I have verified that indeed this is the only correct syntax (I'll be happy to find out I'm mistaken). My questions are more regarding the reasoning behind the syntax, as explained in the questions' body.

Thanks for any help.

Answer 1

why isn't the syntax ...

Why can't the syntax be ...

What do you expect us to say? Whoever decided this syntax (mostly Stroustrup himself, AFAIK) thought their syntax better than yours.

Which one is nicer or easier to remember I wouldn't know - but I do find theirs making more sense than yours. You're free to disagree, of course.

Edit: OK, Alexander has nicely answered question #2. About #1:

The difference is that A<S> names a type, which is what is expected for a function argument, while A by itself is the name of a template, from which types are to be created, which makes sense if you want to befriend a template instead of a type:

template <typename S>
void f (const A<S> &s); // A<S> being the name of a type

template <typename S>
friend struct A; // A being the name of a template

You can befriend a specific template instance instead of the whole template, but for that the template must already be known by the compiler (i.e., declared) at the friend declaration:

template< typename T >
class foo;

class bar {
  friend class foo<int>; // foo<int> being the name of a specific instance of foo
};

So befriending a template is an exception (the "usual" friend declarations declares a function or class) and does need the differing syntax.

Answer 2

Albeit I can't say why this syntax was choosen, I can just say that I would support both decisions made by the language designers - they make sense to me. In Question 2, you have not only one template, you have two nested templating levels. Why should the syntax to define a template member of a template class hide this fact? This way, it's just a re-combination of existing template syntax, while yours would require special rules to merge the template arguments for nested templates in one template<>.

Answer 3

Suppose your nested template declaration were just a little more complicated:

template <typename T, int I>
struct A {
    template <typename S, I>
    void f (const A<S, I> &s);

    template <typename S, int J>
    friend struct A; 
    // Question 1: why isn't the syntax 'friend struct A<S, J>' ? 
    // The semantic would stay, since we would like A<S, J> (for ANY S, J combination) to be friend of every A<T, I>..

    private:
        void g () const {}
};

template <typename T, int I> 
template <typename S> // Question 2: Why can't the syntax be 'template <typename T, int I, typename S>' ?
void A<T>::f (const A<S> &s) {
    s.g();
}

int main () {
    A<bool, 5> abool;
    A<char, 7> achar;

    abool.f(achar);
}

Suddenly your suggestion doesn't seem so reasonable or obvious anymore. Which set of arguments goes first? Suppose you were using C++0x and had a variable argument list?
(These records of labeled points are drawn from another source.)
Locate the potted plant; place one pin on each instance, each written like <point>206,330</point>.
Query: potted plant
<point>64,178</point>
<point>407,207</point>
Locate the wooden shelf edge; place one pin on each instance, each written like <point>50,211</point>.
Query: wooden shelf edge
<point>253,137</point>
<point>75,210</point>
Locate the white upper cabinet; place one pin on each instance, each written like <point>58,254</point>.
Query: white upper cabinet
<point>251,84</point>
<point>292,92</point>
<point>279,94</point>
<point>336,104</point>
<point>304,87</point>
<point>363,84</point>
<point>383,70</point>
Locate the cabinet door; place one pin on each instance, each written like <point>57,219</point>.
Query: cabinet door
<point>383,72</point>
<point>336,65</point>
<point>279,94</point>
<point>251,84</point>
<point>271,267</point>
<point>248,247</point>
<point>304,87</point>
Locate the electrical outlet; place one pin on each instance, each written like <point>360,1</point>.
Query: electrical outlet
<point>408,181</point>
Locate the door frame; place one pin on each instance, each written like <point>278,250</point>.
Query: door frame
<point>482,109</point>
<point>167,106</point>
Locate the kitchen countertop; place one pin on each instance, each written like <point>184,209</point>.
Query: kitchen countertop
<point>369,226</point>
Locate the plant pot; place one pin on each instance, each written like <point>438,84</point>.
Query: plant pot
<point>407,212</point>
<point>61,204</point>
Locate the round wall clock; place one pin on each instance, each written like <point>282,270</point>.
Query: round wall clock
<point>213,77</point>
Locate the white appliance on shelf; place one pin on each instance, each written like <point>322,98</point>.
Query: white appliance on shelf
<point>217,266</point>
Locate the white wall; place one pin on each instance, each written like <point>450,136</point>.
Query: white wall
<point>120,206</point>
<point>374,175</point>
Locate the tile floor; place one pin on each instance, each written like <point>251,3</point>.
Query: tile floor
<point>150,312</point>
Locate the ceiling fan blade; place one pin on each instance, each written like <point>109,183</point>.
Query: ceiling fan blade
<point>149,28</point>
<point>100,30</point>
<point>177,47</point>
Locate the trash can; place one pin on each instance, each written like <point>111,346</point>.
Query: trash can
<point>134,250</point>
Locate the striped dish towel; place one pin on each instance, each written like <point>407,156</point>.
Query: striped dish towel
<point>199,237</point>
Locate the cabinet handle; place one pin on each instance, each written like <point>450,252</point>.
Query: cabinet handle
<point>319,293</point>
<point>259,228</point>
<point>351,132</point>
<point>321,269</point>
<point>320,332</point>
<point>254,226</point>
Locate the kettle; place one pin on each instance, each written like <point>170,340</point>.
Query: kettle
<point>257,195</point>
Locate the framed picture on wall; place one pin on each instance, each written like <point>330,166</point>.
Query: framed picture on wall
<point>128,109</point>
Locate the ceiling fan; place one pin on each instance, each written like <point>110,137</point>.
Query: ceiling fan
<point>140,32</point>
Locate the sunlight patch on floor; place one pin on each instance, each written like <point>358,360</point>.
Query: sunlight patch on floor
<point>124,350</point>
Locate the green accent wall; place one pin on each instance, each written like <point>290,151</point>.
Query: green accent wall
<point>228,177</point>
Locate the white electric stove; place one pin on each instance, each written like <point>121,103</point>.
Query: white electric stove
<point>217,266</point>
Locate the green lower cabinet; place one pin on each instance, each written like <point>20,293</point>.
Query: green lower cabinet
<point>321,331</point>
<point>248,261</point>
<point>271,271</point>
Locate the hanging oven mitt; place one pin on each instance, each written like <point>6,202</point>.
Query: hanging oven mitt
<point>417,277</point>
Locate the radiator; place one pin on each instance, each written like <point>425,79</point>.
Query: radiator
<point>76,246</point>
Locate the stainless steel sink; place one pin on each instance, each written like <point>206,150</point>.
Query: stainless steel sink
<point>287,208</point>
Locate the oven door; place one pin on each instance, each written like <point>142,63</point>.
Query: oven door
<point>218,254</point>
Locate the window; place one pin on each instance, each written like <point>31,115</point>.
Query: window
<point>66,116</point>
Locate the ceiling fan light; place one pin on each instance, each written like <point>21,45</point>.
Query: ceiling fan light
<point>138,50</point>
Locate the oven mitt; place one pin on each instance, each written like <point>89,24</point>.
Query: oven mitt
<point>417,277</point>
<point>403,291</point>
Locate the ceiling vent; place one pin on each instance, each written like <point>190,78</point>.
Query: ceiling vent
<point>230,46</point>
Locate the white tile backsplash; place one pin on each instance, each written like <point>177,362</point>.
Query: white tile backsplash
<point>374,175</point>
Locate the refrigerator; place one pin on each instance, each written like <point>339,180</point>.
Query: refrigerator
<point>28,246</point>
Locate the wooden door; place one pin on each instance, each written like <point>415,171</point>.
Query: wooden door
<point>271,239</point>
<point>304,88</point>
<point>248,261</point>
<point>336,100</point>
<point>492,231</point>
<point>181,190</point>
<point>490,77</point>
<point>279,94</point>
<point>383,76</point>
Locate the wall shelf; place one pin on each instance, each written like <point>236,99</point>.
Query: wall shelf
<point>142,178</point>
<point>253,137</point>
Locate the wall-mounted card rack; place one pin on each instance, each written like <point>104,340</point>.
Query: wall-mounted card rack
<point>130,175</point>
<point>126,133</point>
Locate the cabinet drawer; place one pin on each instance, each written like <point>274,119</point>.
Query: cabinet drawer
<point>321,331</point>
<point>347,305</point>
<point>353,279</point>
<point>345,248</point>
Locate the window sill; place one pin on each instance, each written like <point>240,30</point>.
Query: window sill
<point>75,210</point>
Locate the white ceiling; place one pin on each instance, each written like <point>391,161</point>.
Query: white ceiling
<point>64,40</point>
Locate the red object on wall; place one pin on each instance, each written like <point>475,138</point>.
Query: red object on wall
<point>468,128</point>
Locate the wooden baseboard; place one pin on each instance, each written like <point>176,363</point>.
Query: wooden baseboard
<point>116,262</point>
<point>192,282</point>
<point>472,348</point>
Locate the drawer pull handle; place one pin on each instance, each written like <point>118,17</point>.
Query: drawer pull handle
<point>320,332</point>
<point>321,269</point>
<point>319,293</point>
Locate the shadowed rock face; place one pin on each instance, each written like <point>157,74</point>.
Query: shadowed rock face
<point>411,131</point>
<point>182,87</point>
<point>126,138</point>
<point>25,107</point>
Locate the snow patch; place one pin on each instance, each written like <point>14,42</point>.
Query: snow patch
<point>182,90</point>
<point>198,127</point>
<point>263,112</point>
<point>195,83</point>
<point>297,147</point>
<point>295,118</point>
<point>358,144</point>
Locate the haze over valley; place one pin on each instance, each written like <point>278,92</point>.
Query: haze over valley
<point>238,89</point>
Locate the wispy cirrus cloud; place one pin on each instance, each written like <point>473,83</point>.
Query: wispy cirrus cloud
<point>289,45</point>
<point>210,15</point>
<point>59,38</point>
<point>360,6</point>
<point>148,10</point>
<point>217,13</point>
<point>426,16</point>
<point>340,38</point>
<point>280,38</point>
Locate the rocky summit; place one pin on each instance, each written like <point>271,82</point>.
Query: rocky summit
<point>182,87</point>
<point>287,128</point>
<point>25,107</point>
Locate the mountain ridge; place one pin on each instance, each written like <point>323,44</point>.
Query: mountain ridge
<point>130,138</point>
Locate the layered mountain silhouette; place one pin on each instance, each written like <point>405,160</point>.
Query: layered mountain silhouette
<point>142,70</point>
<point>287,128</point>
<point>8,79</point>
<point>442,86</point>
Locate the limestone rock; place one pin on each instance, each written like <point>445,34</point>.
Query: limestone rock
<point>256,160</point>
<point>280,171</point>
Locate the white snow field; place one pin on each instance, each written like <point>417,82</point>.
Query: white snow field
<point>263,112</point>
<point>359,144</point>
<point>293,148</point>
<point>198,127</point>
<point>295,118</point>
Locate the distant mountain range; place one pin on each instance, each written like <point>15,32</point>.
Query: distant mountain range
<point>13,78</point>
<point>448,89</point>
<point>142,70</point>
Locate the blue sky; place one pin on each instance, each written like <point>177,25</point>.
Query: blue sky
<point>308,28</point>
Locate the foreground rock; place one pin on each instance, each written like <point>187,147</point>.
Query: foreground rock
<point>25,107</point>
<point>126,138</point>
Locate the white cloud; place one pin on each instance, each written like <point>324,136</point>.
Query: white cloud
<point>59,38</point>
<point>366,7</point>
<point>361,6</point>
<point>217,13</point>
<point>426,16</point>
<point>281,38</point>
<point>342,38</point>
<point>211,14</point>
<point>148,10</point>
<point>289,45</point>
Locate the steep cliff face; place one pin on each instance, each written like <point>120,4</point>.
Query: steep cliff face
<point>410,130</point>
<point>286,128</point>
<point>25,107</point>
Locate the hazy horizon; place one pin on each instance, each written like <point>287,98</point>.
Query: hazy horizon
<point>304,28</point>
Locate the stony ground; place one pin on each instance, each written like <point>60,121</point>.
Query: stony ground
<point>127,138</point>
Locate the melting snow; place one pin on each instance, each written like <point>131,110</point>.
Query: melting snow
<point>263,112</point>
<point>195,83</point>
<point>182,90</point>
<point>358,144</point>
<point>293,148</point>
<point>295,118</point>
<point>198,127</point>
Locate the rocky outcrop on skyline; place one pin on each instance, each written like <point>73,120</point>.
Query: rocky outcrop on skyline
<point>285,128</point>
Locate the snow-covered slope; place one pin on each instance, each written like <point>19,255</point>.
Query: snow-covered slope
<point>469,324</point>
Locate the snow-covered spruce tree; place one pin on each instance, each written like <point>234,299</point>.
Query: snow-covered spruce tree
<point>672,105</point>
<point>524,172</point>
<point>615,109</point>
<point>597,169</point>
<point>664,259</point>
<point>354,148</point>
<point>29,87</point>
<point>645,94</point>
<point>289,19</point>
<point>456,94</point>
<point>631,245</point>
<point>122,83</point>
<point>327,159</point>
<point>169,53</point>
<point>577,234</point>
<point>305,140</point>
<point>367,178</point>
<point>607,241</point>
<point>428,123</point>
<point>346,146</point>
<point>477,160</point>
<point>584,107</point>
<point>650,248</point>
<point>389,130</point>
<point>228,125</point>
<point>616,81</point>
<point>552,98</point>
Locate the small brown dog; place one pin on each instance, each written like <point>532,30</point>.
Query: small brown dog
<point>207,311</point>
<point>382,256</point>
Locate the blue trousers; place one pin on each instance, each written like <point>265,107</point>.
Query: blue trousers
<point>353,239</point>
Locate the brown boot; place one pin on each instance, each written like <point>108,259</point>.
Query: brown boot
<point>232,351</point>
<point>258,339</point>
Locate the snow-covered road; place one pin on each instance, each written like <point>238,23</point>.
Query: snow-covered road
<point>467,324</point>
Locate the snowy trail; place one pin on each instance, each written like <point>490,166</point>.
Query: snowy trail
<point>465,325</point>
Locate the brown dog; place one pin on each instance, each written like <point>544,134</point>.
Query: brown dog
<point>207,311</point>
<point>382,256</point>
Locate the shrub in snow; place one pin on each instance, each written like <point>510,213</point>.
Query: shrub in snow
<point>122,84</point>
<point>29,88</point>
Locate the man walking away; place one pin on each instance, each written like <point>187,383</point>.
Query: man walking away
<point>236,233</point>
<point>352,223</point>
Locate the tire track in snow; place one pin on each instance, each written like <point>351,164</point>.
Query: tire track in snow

As for the friend declaration, by having the syntax you propose (friend struct <S, J>), you suddenly make the compiler have to deduce that S and J are meant as template arguments and should not be grabbed from some random scope. Suppose someone introduced a type S at the same scoping level as struct A? Which S would the declaration friend struct A<S,J> refer to? How would the compiler know? Is it reasonable to have the introduction of a name in an outer scope to radically change the meaning of a declaration in a nested scope?

And if you meant that the declaration should read, in total: template <typename S, int J> friend struct A<S, J>, then why should a friend forward template declaration look any different from a standard template declaration? It's redundant to include the names of the template variables after the name of the template when you already mention them in the template <typename S, int J> part.

I also think your suggested syntax would make figuring out what a template specialization is doing a lot harder because you'd have to look at more parts of the code and correlate things.

As an example, a template specialization of my version of A would look like this:

template <typename T>
struct A<T, 5> {
};

And as you can see, this is strangely close to your suggested friend forward declaration syntax, and it might be hard to tell whether or not you're intending to specify a specialized version or not. It would require matching up template arguments with template parameters whereas in the way it's currently done, if you have no template parameters you aren't talking about a specialization.